Cette annonce a été accueillie avec joie à Bogota. L’immense majorité des 47 millions de Colombiens n’a jamais connu la paix. Il faut rappeler que le conflit qui a débuté en 1964 a fait 260.000 morts dans le pays.

“Je pense que c’est un moment historique, a affirmé Ana Maria Salamanca, participante à un rassemblement dans la rue, cela nous donne la possibilité de rêver et de commencer à construire et à rendre concret ce à quoi tant de gens ont travaillé depuis si longtemps, à savoir bâtir la paix, la non-violence, gérer les conflits autrement qu’avec les armes.”



Cet accord qui doit encore être validé par référendum le 2 octobre précise le processus de désarmement des quelque 8000 combattants de la guérilla, les modalités des poursuites à l’encontre de militaires et rebelles accusés de crimes, mais il prévoit aussi des mesures agraires. Plus de sept millions de personnes ont été déplacées en raison du conflit, essentiellement des paysans chassés de leurs terres par les combats et par les milices paramilitaires d’extrême-droite.
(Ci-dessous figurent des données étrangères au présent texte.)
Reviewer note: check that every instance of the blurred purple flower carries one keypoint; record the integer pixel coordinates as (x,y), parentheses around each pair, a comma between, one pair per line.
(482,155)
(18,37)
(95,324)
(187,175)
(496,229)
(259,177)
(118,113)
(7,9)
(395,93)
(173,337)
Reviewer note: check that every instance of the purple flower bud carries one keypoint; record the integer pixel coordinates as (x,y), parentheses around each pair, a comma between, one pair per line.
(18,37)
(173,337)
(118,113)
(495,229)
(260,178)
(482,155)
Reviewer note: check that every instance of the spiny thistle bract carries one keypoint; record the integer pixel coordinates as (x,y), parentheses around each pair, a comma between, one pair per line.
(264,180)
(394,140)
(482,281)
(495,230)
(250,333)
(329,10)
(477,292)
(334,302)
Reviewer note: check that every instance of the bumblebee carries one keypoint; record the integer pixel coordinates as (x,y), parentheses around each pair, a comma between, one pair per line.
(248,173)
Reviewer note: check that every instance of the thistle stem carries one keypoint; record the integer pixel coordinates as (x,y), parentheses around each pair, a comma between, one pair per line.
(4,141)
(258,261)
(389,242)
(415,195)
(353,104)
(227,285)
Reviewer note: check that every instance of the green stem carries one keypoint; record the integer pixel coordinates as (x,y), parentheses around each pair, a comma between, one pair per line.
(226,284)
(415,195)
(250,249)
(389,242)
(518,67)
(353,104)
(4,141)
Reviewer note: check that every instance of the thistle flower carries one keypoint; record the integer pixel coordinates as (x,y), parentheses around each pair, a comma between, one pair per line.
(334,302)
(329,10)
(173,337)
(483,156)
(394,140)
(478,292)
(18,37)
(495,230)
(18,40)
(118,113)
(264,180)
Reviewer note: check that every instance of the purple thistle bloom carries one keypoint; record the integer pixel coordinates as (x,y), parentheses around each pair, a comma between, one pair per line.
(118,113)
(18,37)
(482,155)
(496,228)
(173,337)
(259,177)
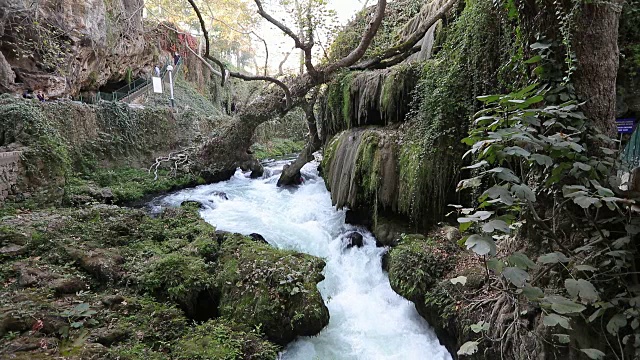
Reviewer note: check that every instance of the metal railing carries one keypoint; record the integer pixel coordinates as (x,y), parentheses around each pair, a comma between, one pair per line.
(131,88)
(631,152)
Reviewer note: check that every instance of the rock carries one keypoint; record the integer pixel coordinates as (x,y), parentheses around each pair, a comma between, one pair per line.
(221,194)
(7,76)
(52,324)
(103,264)
(279,289)
(353,239)
(30,276)
(258,238)
(451,233)
(192,203)
(112,300)
(64,286)
(108,337)
(12,321)
(98,49)
(12,250)
(221,235)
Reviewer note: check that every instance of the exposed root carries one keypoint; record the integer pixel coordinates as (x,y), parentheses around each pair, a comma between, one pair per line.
(176,159)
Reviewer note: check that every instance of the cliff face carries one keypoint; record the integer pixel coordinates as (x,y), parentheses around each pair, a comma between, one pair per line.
(63,46)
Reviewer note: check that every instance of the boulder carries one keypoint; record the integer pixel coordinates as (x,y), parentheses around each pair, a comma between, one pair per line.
(352,239)
(258,238)
(103,264)
(72,285)
(270,288)
(112,300)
Des bandes criminelles et une autre guérilla

Après trois échecs en 1984, 91 et 99, ce sont les négociations entamées à la Havane en novembre 2012 sous l‘égide de Cuba et de la Norvège qui ont finalement porté leurs fruits. Le 23 juin dernier, un pas décisif avait été fait : un cessez-le-feu bilatéral et définitif avait été entériné dans un contexte d’affrontements plus limités, notamment grâce au cessez-le-feu unilatéral observé par les FARC depuis juillet 2015.

Même si l’accord final de ce mercredi se concrétise, la Colombie n’en aura problablement pas fini avec les violences : son gouvernement doit encore faire face aux bandes criminelles et à l’Armée de libération nationale, guérilla avec laquelle il prévoit d’entamer prochainement des pourparlers de paix.